First and foremost, of course, are the films themselves. Any festival that has more movies that you want to see than you have time to see is a good one. That’s certainly the case here.
But there’s more: Do the screenings start on time? Is the crowd control efficient and friendly? Can you get a good conversation going about movies while you’re waiting in line? Are the various venues close enough to each other that you can get from one showing to another without having to sprint long distances?
So far, Nantucket has been a delight, despite a Thursday that began and ended with rain. Best of all, I’ve seen a number of movies I’d heard about but hadn’t had the opportunity to catch up with – and found a couple I would absolutely program for the film series I curate.
At the top of that list would be Amir Bar-Lev’s “Happy Valley,” a movie about Joe Paterno and the Penn State pedophilia scandal. As much as you think you know about a story that the media sensationalized unconscionably, you will come away with a different perspective.

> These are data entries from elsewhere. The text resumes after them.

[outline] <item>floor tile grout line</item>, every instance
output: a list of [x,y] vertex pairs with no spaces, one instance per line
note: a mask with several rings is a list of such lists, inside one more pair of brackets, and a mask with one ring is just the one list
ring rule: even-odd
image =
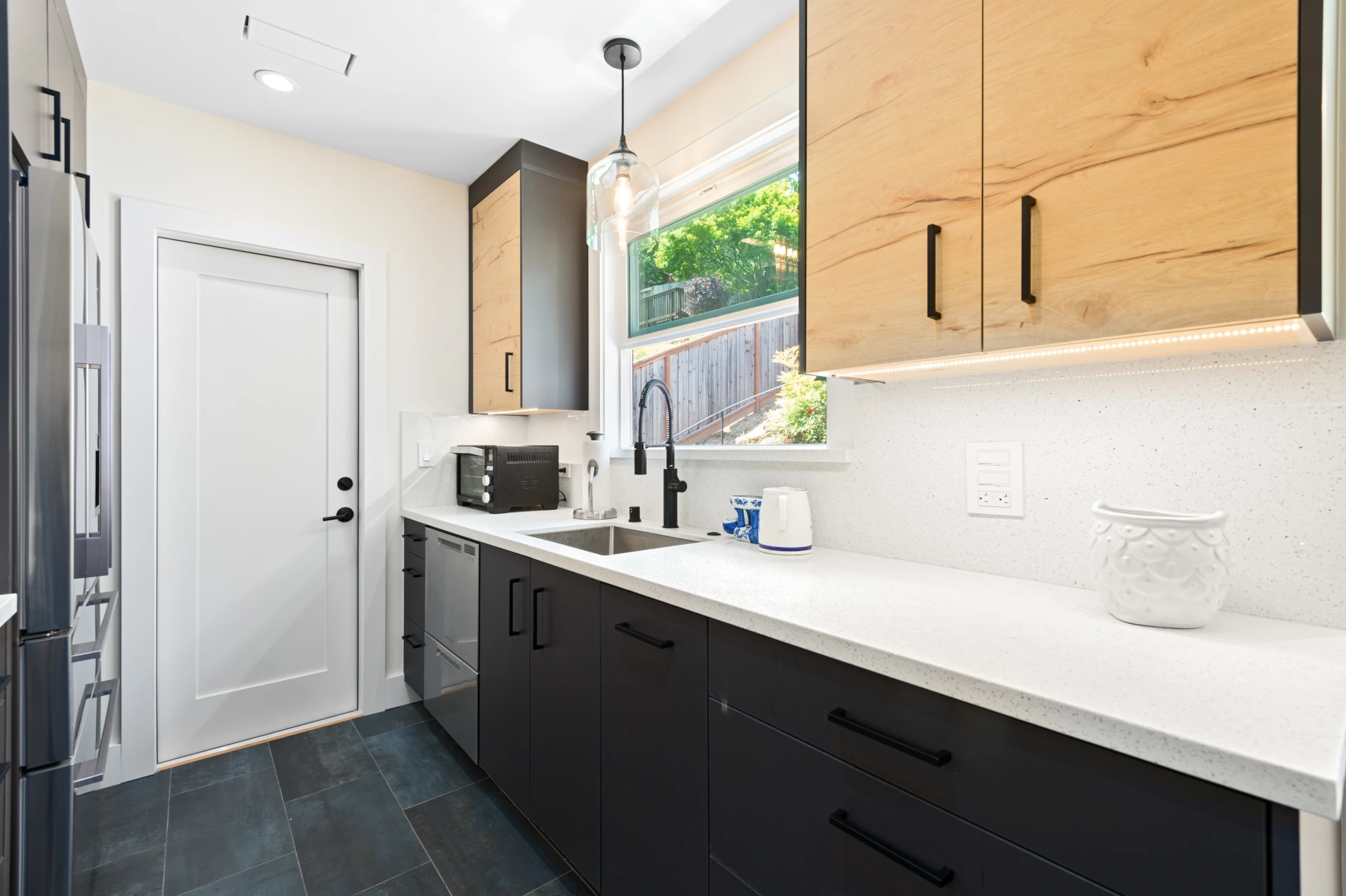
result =
[[[386,780],[386,778],[384,780]],[[427,796],[425,799],[420,800],[419,803],[412,803],[411,806],[402,806],[402,811],[408,813],[408,811],[416,809],[417,806],[424,806],[425,803],[428,803],[431,800],[435,800],[435,799],[439,799],[440,796],[448,796],[450,794],[456,794],[460,790],[467,790],[468,787],[475,787],[476,784],[481,784],[483,780],[489,780],[489,776],[482,776],[482,778],[478,778],[476,780],[470,780],[466,784],[462,784],[460,787],[454,787],[452,790],[446,790],[443,794],[435,794],[433,796]],[[392,784],[389,784],[389,787],[392,787]],[[393,795],[396,796],[397,794],[393,794]]]
[[[416,829],[412,829],[412,833],[415,834],[415,833],[416,833]],[[424,848],[424,846],[421,846],[421,849],[425,849],[425,848]],[[423,861],[423,862],[421,862],[420,865],[417,865],[416,868],[425,868],[425,865],[429,865],[431,868],[435,868],[435,862],[432,862],[432,861],[429,860],[429,853],[427,853],[427,854],[425,854],[425,861]],[[397,872],[396,874],[393,874],[393,876],[392,876],[392,877],[389,877],[388,880],[381,880],[381,881],[378,881],[377,884],[370,884],[370,885],[369,885],[369,887],[366,887],[365,889],[359,891],[359,893],[367,893],[369,891],[374,889],[374,887],[382,887],[382,885],[384,885],[384,884],[386,884],[388,881],[393,881],[393,880],[397,880],[397,879],[398,879],[398,877],[401,877],[402,874],[411,874],[411,873],[412,873],[413,870],[416,870],[416,868],[408,868],[408,869],[406,869],[406,870],[404,870],[404,872]],[[436,874],[439,874],[439,869],[435,869],[435,873],[436,873]],[[355,893],[354,896],[359,896],[359,893]],[[450,896],[452,896],[452,893],[450,893]],[[525,893],[524,896],[528,896],[528,895]]]
[[[326,794],[328,790],[336,790],[338,787],[345,787],[346,784],[353,784],[357,780],[365,780],[366,778],[373,778],[374,775],[381,775],[381,774],[382,772],[378,770],[378,763],[374,763],[374,771],[371,771],[369,774],[359,775],[358,778],[351,778],[350,780],[343,780],[343,782],[336,783],[336,784],[330,784],[327,787],[323,787],[322,790],[315,790],[311,794],[304,794],[303,796],[295,796],[293,799],[285,799],[285,791],[283,790],[280,792],[280,799],[288,806],[291,803],[297,803],[300,799],[308,799],[310,796],[316,796],[318,794]],[[392,788],[389,788],[389,790],[392,790]]]
[[[406,725],[404,725],[404,728],[406,728]],[[454,891],[450,889],[448,881],[444,880],[444,874],[440,873],[439,865],[435,864],[435,860],[431,858],[431,856],[429,856],[429,850],[425,849],[425,841],[423,841],[420,838],[420,833],[416,830],[416,825],[413,825],[412,819],[406,817],[406,810],[402,809],[402,802],[400,799],[397,799],[397,794],[393,792],[393,786],[388,783],[388,775],[384,774],[384,768],[378,764],[378,760],[374,759],[374,753],[369,749],[369,744],[365,743],[365,736],[363,735],[361,735],[359,743],[365,748],[365,752],[369,753],[369,759],[370,759],[370,761],[374,763],[374,768],[378,770],[378,776],[384,779],[384,787],[386,787],[388,792],[393,795],[393,802],[397,803],[397,810],[401,811],[402,821],[405,821],[406,826],[411,827],[412,837],[416,838],[416,844],[421,848],[421,852],[425,853],[425,861],[428,861],[429,866],[435,869],[435,876],[439,877],[439,883],[441,883],[444,885],[444,892],[447,892],[448,896],[454,896]],[[420,865],[416,865],[416,868],[420,868]],[[415,868],[408,868],[406,870],[415,870]],[[402,873],[405,874],[406,872],[402,872]]]
[[271,767],[276,771],[276,792],[280,794],[280,811],[285,815],[285,830],[289,831],[289,845],[295,848],[295,868],[299,869],[299,885],[304,891],[304,896],[308,896],[308,881],[304,880],[304,864],[299,861],[299,841],[295,839],[295,826],[289,823],[289,803],[285,802],[285,791],[280,788],[280,770],[276,768],[276,753],[272,751],[271,745],[275,741],[267,741],[267,753],[271,755]]
[[[568,874],[568,873],[569,873],[569,872],[565,872],[565,874]],[[555,884],[555,883],[556,883],[556,881],[559,881],[560,879],[565,877],[565,874],[557,874],[557,876],[556,876],[556,877],[553,877],[552,880],[549,880],[549,881],[546,881],[545,884],[542,884],[542,887],[551,887],[552,884]],[[533,893],[536,893],[537,891],[542,889],[542,887],[534,887],[533,889],[530,889],[530,891],[528,891],[526,893],[524,893],[524,896],[533,896]]]
[[[217,877],[215,880],[209,880],[209,881],[206,881],[205,884],[202,884],[201,887],[192,887],[191,889],[188,889],[188,891],[186,891],[186,892],[180,893],[179,896],[191,896],[192,893],[198,893],[198,892],[203,891],[203,889],[205,889],[205,888],[207,888],[207,887],[214,887],[215,884],[219,884],[219,883],[222,883],[222,881],[226,881],[226,880],[229,880],[230,877],[238,877],[240,874],[246,874],[246,873],[248,873],[248,872],[250,872],[250,870],[257,870],[257,869],[258,869],[258,868],[261,868],[262,865],[269,865],[271,862],[279,862],[279,861],[280,861],[281,858],[284,858],[285,856],[293,856],[293,857],[295,857],[295,866],[296,866],[296,868],[299,868],[299,853],[297,853],[297,852],[295,852],[295,850],[292,849],[292,850],[289,850],[288,853],[283,853],[283,854],[280,854],[280,856],[272,856],[271,858],[268,858],[268,860],[267,860],[267,861],[264,861],[264,862],[257,862],[256,865],[249,865],[248,868],[244,868],[242,870],[236,870],[236,872],[234,872],[234,873],[232,873],[232,874],[225,874],[223,877]],[[300,880],[300,884],[302,884],[302,883],[303,883],[303,880],[304,880],[304,872],[303,872],[303,869],[300,869],[300,872],[299,872],[299,880]],[[307,889],[304,889],[304,896],[308,896],[308,891],[307,891]],[[525,895],[525,896],[526,896],[526,895]]]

And that perspective is this: You’ll leave this movie understanding both sides of the equation – and be disturbed by the fact that those two views don’t reconcile. In other words, there are no easy answers.
Bar-Lev, who also made the powerful “The Tillman Story,” takes viewers from the eruption of the scandal through its fast-breaking developments to the conviction of former coach Jerry Sandusky for dozens of counts of abuse, molestation and rape. And then he goes beyond to ask a question the media never will: How much penance is enough on behalf of an institution that already has been severely penalized? Is any amount of punishment enough – or will the university be forced to live in Sandusky’s shadow forever?
And what of Joe Paterno’s legacy? Does his culpability in this incident forever overshadow what he accomplished in his storied career? Bar-Lev points out the ass-covering nature of the NCAA’s punishment of Penn State, which blamed the university’s obsession with football as one of the causes of the Sandusky cover-up. But it fails to mention that Paterno’s focus on academics for his players led his teams to have an 87 percent graduation rate, unprecedented among major colleges.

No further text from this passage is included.